Credit Card Debt Hits $1 Trillion Mark Amid ‘Nonstop’ Spending

How high is America’s credit card debt? The answer varies from source to source.

Either way, it’s either more than or close to $1 trillion, according to a Tuesday (May 30) report by The Hill that examined consumers’ growing dependency on credit cards.

“In 2021, we saw people paying off a record amount of debt,” said Jill Gonzalez, a senior analyst at WalletHub, per the report. “People had been saving through 2020, without much to do.”

Last year was a different story, as inflation ate away at people’s savings and the Federal Reserve repeatedly increased interest rates, the report said. Against this backdrop, credit card debt surged by a record $86 billion in the closing quarter of 2022.
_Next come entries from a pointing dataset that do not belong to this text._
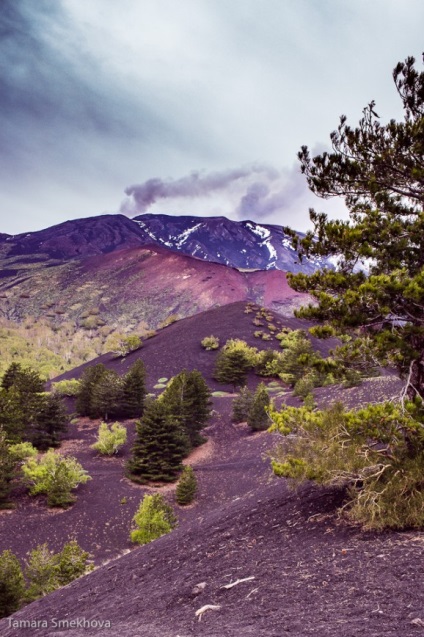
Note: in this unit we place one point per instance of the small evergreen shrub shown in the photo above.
(56, 476)
(186, 487)
(242, 405)
(12, 584)
(375, 454)
(47, 571)
(303, 387)
(172, 318)
(210, 343)
(258, 419)
(110, 438)
(153, 519)
(67, 387)
(22, 450)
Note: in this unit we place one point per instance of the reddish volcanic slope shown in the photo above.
(143, 284)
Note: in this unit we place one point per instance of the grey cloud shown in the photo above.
(57, 101)
(262, 200)
(191, 186)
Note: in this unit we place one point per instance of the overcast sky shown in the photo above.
(185, 106)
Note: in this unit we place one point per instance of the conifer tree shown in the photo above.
(106, 396)
(258, 418)
(232, 367)
(12, 416)
(159, 448)
(377, 452)
(241, 405)
(186, 487)
(7, 468)
(89, 378)
(11, 375)
(133, 391)
(21, 399)
(187, 399)
(153, 519)
(378, 170)
(50, 424)
(12, 584)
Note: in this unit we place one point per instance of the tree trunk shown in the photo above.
(416, 378)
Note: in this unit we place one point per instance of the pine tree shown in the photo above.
(24, 380)
(241, 405)
(232, 367)
(20, 401)
(187, 399)
(106, 396)
(153, 519)
(12, 584)
(159, 447)
(11, 375)
(186, 487)
(133, 391)
(12, 416)
(377, 452)
(378, 169)
(50, 424)
(7, 468)
(89, 378)
(258, 419)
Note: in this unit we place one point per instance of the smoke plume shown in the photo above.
(197, 184)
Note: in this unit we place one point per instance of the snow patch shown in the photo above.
(184, 235)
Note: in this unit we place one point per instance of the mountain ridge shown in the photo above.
(241, 244)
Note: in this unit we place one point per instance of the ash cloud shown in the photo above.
(195, 185)
(263, 200)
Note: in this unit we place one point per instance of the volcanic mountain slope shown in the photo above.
(123, 288)
(303, 570)
(241, 244)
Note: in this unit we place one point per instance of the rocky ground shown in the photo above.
(269, 561)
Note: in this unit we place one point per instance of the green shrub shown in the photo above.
(210, 342)
(257, 418)
(172, 318)
(123, 344)
(153, 519)
(304, 386)
(47, 571)
(110, 438)
(376, 454)
(241, 405)
(23, 450)
(186, 487)
(56, 476)
(12, 584)
(67, 387)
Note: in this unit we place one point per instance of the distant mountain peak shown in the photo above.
(242, 244)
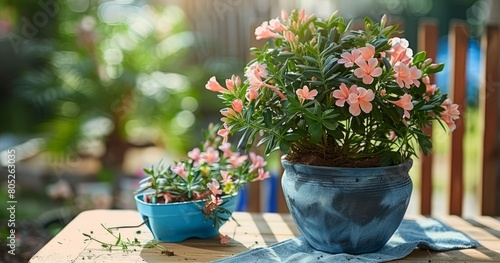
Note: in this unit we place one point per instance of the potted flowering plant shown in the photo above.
(328, 96)
(196, 195)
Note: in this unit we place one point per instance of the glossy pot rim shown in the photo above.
(138, 198)
(347, 171)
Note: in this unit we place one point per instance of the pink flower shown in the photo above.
(224, 133)
(450, 113)
(342, 94)
(237, 105)
(195, 155)
(233, 81)
(367, 70)
(405, 103)
(210, 156)
(226, 149)
(255, 73)
(290, 37)
(257, 161)
(349, 58)
(284, 15)
(215, 200)
(429, 88)
(392, 135)
(383, 92)
(214, 187)
(225, 176)
(264, 31)
(213, 85)
(224, 239)
(226, 112)
(400, 51)
(303, 17)
(406, 76)
(262, 174)
(180, 170)
(305, 94)
(367, 52)
(361, 101)
(275, 25)
(252, 94)
(236, 160)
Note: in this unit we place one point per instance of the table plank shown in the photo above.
(248, 230)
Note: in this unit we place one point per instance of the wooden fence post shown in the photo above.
(489, 110)
(458, 45)
(427, 40)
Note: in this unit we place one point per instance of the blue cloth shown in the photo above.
(425, 233)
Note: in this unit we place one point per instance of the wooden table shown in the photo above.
(254, 230)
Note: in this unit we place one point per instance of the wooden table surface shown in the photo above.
(254, 230)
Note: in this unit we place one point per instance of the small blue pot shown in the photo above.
(177, 222)
(347, 210)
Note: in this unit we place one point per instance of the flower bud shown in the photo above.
(383, 20)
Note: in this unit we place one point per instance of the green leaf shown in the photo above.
(331, 125)
(267, 118)
(315, 131)
(368, 22)
(311, 115)
(438, 68)
(419, 57)
(118, 239)
(284, 146)
(311, 59)
(292, 137)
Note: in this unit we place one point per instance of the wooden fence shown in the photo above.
(488, 102)
(221, 19)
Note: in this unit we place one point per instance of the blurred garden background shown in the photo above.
(91, 92)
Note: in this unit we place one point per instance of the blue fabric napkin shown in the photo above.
(425, 233)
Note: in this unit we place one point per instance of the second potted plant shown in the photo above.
(195, 196)
(348, 108)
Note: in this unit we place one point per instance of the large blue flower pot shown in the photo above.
(347, 210)
(176, 222)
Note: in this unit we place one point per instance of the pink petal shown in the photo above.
(367, 79)
(366, 106)
(354, 109)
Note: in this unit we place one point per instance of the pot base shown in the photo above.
(347, 210)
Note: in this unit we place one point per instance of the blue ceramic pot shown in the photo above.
(177, 222)
(347, 210)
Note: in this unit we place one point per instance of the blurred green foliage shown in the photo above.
(108, 75)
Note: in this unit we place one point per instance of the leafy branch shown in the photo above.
(124, 244)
“The spending is really nonstop now,” said Gonzalez in the report. “We once thought of putting things on our credit card as frivolous spending, or a big purchase, a TV. Now, because of inflation, people are putting actual necessities, food, housing, on their credit card.”

The report also noted that the average credit card interest rate is 20.92%, compared to 16.65% last spring.

“We’ve been tracking credit card rates since 1985, and these rates are the highest we’ve ever seen,” said Ted Rossman, a senior industry analyst at Bankrate.com, in the report. “The minimum payment math is pretty staggering.”

And as PYMNTS wrote Tuesday, these pressures apply to higher-income consumers as well as people on the lower side of the earnings spectrum.

Research found in the report “How Credit Insecurity Is Changing U.S. Consumers’ Borrowing Habits,” a PYMNTS and Sezzle collaboration, found that a large percentage of consumers are “credit marginalized.”

This means they’ve been rejected at least one time in the last 12 months when applying for credit products. Higher earners, or people who make more than $100,000 per year, are marginalized more than any other income group, the research found.

According to the report, 38% of higher earners fit within this designation, compared to 29% for consumers and households earning between $50,000 to $100,000 and roughly 33% of those earning less than $50,000 who have been marginalized.